Таугран Золотой разинул бездонную и черную, как хаос, пасть. Зубы блеснули горными пиками. И лязгнули. Одно движение ужасной головы – и Сузумаи не стало.
Мгновение – или час, или год – никто не дышал. Потом придушенно взвыла вдовствующая императрица – голосом сердца, оторванного от рассудка. Она выдралась из когтей стражи и кинулась в кровь, промочила в ней рукава, волосы.

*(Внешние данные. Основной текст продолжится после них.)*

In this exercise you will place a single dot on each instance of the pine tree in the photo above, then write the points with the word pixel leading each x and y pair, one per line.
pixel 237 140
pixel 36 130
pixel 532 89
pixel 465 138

Думаи могла только смотреть. Разум снова покинул ее тело. Она смотрела туда, где больше не было сестры. Она смотрела на свежую кровь на земле. Она смотрела на обезумевшую от горя Сипво. Она смотрела на Тауграна. Все перед ней заливала белизна. Она была на горе, она карабкалась к вершине. Она заблудилась в снежной буре.
Она бросилась на змея.
Время замедлило ход, словно упавший в море камень. Она не думала о матери, о Никее, даже о Сузумаи. Ее поглотило иное. Она оставила позади речного хозяина – пустое место, деревянную куколку.
Стрела пробила ей бок.
– Думаи! – вскрикнула Никея.
Но Думаи не ощутила боли. Слишком промерзла. Реки неземного света текли сквозь нее. Она была звездой в живой плоти, упавшей на землю, чтобы укротить огонь, и смерть ничего не значила, если она сделает свое дело. Она пробежала по крови радуги (красный, красный, красный), вырвалась на край обрыва, швырнула себя к Тауграну – и вот она одна в воздухе, и черные воды с ревом вздымаются ей навстречу.
«Ты – воздушный змей».
Она видела в волнах скользкие клыки – скалы, готовые, словно раковину, расколоть ей голову.
«Лети в небо!»
Она не ударилась о волны – под ней промчалась Фуртия. Они единой яростью взмыли в ночь – за зверем из глубин земли, и боги острова взлетели за ними.
97
По бедрам еще струилась кровь, но Глориан сражалась. С первого своего вздоха она была прикована к чему-то, а теперь никто на свете не мог ее сдержать – ни закон, ни бог, ни смертный. Она выплатила святую дань. Она была свободна, восемнадцатилетняя королева Иниса.